Du 13 - 01 au 23 - 08 - 2020
La bête : un conte moderne de Yasmina Benabderrahmane
Initialement prévue du 13 janvier au 12 avril, exposition fermée au moment du confinement le 16 mars et réouverte le 17 juin jusqu’au 23 août.
L’exposition est ouverte du mercredi au dimanche de 12h à 19h (port du masque obligatoire).
Commissaires : Adrien Genoudet et Diane Dufour
C’est une histoire entre deux rives, celle du Maroc d’hier où les matières sont à ras de la terre et des corps, et celle d’aujourd’hui, entre béton et rocailles. Depuis 2012, Yasmina Benabderrahmane traverse les dunes et les plaines de son pays d’origine qu’elle tente d’apprivoiser par l’image, après quatorze ans d’absence. Dans la vallée de Bouregreg, un nouveau centre culturel, théâtre et musée archéologique, chantier pharaonique du roi, semble une bête couchée, figure d’une modernité en cours qui ronge le paysage et change, peu à peu, la physionomie claire d’un pays ancestral. Plus loin, on découvre les plaines désertiques, calleuses, pelées, de Chichaoua, où sommeillent des villages pavés de temps mort, de traditions que l’on se passe de mains en mains, et où on peut encore entendre la voix adoucie du bouche à oreille et des contes qui rassemblent les familles. Yasmina Benabderrahmane ouvre la voie et nous invite à suivre le chemin qui serpente entre ces deux mondes. Son travail filmique et photographique, en noir et blanc et en couleur – mais aussi sonore – est habité par son histoire familiale, entre métaphore et fragments bruts. Il y a l’oncle, d’abord, figure incontournable des grands chantiers marocains, responsable de la « bête » de la vallée de Bouregreg, garant des sols et de la mémoire, et il y a la grand-mère, un peu plus loin, à Chichaoua, qui boucle le temps et tresse les coutumes, entre henné et viscères.

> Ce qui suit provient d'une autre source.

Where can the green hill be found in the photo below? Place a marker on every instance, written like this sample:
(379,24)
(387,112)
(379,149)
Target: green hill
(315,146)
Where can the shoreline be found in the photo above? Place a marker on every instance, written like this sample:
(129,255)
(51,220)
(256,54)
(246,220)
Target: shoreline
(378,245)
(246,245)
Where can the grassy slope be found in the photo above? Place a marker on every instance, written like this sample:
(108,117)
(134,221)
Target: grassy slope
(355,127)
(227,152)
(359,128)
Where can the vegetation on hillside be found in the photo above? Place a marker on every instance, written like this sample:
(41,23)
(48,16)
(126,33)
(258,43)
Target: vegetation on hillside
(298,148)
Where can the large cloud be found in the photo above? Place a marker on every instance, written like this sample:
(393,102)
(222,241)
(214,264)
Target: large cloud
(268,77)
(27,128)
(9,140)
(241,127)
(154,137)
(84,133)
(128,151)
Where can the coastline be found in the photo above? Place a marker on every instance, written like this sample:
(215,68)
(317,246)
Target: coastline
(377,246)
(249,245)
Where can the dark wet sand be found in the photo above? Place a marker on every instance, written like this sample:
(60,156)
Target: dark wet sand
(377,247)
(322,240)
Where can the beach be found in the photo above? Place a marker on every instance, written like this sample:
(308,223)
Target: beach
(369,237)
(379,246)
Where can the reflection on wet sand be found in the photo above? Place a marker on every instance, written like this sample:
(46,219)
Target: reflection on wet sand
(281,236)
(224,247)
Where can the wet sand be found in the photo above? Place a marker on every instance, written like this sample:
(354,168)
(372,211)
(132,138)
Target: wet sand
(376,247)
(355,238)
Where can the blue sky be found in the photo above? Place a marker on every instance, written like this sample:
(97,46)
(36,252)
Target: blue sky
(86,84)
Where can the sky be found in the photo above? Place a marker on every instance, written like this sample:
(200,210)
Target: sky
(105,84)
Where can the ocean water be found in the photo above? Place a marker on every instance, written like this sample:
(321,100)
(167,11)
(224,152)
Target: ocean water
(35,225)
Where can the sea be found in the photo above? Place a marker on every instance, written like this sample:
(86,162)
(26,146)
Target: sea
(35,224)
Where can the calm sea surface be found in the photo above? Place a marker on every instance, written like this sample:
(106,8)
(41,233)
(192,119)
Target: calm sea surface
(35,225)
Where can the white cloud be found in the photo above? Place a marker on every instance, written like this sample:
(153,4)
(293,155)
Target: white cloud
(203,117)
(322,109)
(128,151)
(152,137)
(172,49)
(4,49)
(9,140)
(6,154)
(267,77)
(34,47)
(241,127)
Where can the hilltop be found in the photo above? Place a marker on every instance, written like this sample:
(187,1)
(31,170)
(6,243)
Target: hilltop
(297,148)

De ces espaces et de ces corps familiers où se joue l’histoire contrariée du Maroc contemporain, Yasmina Benabderrahmane cherche à s’approcher du détail et des matières, des mains qui façonnent, qui agissent ou reproduisent, au fil des âges, les mêmes gestes. Dans les tons saccadés de la pellicule et ceux, composés, entrouverts, des photographies, l’exposition de Yasmina Benabderrahmane nous invite à une histoire marocaine sensible, minérale et instinctive, où les pierres dégoulinent et le sang caille, et où le regard de l’artiste se pose sur l’intimité du temps qui gît, passe et se retourne.